Born on May 3, 1946 in Burlington, Vermont, the third of five children, LaTour cited that her Roman Catholic upbringing led to her views that reform at the workplace and the union movement must come from the inside.

After leaving college in her first year, LaTour worked in Philadelphia and New Jersey factories, including an assembly line at Hewlett-Packard. She learned to be a spot welder, drill press operator and was an apprentice in several other blue-collar fields.

This experience steered her toward labor activism. She led a walkout and participated in a wildcat strike while working at a UPS facility.
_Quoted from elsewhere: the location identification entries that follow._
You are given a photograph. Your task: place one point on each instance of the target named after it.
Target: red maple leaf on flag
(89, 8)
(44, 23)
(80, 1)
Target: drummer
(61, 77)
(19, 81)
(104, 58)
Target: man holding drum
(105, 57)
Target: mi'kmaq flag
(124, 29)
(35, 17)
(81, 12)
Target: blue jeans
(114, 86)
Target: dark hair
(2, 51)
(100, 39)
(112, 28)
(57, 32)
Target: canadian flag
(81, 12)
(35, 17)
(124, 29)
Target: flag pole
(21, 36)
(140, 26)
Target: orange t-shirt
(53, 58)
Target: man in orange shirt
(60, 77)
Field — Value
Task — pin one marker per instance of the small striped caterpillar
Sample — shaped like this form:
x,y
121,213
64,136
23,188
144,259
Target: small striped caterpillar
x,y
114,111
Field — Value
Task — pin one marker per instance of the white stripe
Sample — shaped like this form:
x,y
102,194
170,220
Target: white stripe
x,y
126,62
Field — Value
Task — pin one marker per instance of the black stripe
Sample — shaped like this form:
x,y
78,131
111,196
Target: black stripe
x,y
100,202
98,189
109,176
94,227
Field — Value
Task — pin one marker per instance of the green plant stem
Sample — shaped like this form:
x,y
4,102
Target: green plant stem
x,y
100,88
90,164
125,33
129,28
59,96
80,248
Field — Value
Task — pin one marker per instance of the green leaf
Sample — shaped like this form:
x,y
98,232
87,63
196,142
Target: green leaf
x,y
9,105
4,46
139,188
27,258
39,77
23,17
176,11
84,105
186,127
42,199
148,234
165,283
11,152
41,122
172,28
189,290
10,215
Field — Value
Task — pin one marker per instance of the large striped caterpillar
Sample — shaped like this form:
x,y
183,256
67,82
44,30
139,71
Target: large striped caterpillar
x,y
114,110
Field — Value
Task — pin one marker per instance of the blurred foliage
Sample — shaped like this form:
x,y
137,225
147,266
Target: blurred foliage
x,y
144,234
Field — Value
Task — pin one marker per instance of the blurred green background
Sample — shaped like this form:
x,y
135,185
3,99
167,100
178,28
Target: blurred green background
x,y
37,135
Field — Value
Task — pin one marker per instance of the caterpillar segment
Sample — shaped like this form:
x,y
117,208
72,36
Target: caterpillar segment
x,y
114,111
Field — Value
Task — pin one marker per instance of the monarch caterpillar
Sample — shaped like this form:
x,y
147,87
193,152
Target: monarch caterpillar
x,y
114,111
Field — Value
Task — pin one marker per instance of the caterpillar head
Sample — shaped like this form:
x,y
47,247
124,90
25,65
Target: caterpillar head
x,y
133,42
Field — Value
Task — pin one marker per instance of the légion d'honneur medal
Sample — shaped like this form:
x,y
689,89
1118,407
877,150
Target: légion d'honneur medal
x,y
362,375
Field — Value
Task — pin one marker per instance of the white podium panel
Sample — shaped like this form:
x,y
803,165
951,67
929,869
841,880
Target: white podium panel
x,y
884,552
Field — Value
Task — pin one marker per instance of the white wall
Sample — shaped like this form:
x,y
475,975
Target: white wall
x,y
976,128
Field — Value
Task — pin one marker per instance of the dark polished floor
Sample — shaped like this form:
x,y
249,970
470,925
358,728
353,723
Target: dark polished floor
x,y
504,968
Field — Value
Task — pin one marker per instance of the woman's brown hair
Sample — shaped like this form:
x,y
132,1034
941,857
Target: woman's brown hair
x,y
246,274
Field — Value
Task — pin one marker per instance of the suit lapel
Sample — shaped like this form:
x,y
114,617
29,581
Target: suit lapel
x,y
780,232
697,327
Later, she would become an organizer, union staffer, labor educator, archivist, and writer, focusing on reforming labor and on women entering male-dominated blue-collar jobs.

District Council 37 hired LaTour on July 2002 as an Associate Editor at Public Employee Press (now PEPtalk). In her career as a reporter, she made an impact on the long-term editorial direction of the publication. LaTour won several labor press awards for her work, including two Mary Heaton Vorse awards for her series on DC 37 members fighting in the Iraq War and on the union’s role in assisting those in need.

After her retirement in late 2012, LaTour continued her activism and worked on a second book, Rebels with a Cause: An Oral History of the Fight for Democracy in New York City Unions, scheduled for publication next year.

LaTour is survived by her husband, Russel Smith; her son, Richard Heber; her sisters Mary Butler and Susie Morin; and three grandchildren.

Several years ago, on the way to a retirement party for a former PEP colleague, a construction sign was pointed out that stated, “Men and Women Working.” Excited, Jane pulled out her cell phone and took a photo.

The message symbolized the significance of her role in New York labor history.